### Heroes Of Pymoli Data Analysis
* Of the 1163 active players, the vast majority are male (84%). There also exists, a smaller, but notable proportion of female players (14%).

* Our peak age demographic falls between 20-24 (44.8%) with secondary groups falling between 15-19 (18.60%) and 25-29 (13.4%).  
-----

### Note
* Instructions have been included for each segment.
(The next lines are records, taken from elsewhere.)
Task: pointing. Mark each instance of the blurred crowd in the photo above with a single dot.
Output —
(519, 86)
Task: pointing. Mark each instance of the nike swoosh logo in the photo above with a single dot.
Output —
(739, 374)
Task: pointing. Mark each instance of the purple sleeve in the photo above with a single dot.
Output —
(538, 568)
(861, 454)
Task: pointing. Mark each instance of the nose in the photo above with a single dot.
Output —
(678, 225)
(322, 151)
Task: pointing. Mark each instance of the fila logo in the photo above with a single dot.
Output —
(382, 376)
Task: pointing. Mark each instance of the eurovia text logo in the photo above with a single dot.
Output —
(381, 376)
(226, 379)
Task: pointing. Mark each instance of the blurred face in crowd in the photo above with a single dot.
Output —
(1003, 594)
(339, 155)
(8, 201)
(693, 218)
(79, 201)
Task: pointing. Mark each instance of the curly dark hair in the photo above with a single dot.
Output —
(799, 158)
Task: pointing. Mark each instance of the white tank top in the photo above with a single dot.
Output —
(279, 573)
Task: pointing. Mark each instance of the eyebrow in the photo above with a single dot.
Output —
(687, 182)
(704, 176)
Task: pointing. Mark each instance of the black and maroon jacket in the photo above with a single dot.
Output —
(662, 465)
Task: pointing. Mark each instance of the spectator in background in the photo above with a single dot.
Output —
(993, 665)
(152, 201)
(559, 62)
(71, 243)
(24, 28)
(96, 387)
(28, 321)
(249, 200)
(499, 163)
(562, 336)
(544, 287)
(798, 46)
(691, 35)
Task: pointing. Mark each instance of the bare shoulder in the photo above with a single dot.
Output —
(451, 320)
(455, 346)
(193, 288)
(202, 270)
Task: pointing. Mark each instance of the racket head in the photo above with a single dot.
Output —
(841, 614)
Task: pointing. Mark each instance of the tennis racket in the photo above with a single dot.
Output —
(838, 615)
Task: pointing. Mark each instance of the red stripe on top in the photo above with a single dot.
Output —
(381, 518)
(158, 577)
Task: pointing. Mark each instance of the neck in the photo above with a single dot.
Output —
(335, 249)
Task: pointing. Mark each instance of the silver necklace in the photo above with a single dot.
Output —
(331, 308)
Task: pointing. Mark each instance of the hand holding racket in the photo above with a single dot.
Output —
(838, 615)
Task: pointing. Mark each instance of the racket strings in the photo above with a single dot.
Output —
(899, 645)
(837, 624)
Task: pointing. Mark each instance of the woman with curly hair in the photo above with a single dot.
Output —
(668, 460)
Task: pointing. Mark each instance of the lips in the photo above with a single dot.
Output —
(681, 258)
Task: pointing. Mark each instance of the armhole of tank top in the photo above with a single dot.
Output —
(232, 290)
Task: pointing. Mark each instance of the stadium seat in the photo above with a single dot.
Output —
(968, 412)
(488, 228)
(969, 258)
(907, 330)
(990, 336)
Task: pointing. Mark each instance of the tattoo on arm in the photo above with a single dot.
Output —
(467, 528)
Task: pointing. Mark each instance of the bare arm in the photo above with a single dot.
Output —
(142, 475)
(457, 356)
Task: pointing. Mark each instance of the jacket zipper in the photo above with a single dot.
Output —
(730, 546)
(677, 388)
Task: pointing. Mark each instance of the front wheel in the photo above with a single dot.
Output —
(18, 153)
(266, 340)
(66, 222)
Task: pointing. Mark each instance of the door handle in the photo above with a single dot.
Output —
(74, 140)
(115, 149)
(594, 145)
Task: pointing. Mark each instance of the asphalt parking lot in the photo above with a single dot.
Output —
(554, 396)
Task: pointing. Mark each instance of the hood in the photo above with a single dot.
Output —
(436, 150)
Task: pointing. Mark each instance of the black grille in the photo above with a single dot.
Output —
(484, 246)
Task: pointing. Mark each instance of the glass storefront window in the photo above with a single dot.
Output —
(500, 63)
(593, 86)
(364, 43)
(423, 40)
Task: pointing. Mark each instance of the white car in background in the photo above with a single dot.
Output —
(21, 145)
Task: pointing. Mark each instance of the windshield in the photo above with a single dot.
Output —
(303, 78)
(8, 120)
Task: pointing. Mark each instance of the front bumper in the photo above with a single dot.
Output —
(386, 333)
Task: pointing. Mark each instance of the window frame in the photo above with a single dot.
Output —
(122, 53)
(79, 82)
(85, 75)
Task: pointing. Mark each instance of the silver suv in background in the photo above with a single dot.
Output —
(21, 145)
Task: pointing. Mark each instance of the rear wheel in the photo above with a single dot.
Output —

You do not have to follow them exactly, but they are included to help you think through the steps.

In [1]:
# Dependencies and Setup
import pandas as pd
import numpy as np

# File to Load (Remember to Change These)
file_to_load = "Resources/purchase_data.csv"

# Read Purchasing File and store into Pandas data frame
purchase_data = pd.read_csv(file_to_load)
purchase_data.head()

Unnamed: 0,Purchase ID,SN,Age,Gender,Item ID,Item Name,Price
0,0,Lisim78,20,Male,108,"Extraction, Quickblade Of Trembling Hands",3.53
1,1,Lisovynya38,40,Male,143,Frenzied Scimitar,1.56
2,2,Ithergue48,24,Male,92,Final Critic,4.88
3,3,Chamassasya86,24,Male,100,Blindscythe,3.27
4,4,Iskosia90,23,Male,131,Fury,1.44


## Player Count

* Display the total number of players


In [2]:
purchase_data.columns

Index(['Purchase ID', 'SN', 'Age', 'Gender', 'Item ID', 'Item Name', 'Price'], dtype='object')

In [3]:
idex = [0]
Total_Players = pd.DataFrame({'Total Players': purchase_data['SN'].nunique()}, index=idex)
Total_Players

Unnamed: 0,Total Players
0,576


## Purchasing Analysis (Total)

* Run basic calculations to obtain number of unique items, average price, etc.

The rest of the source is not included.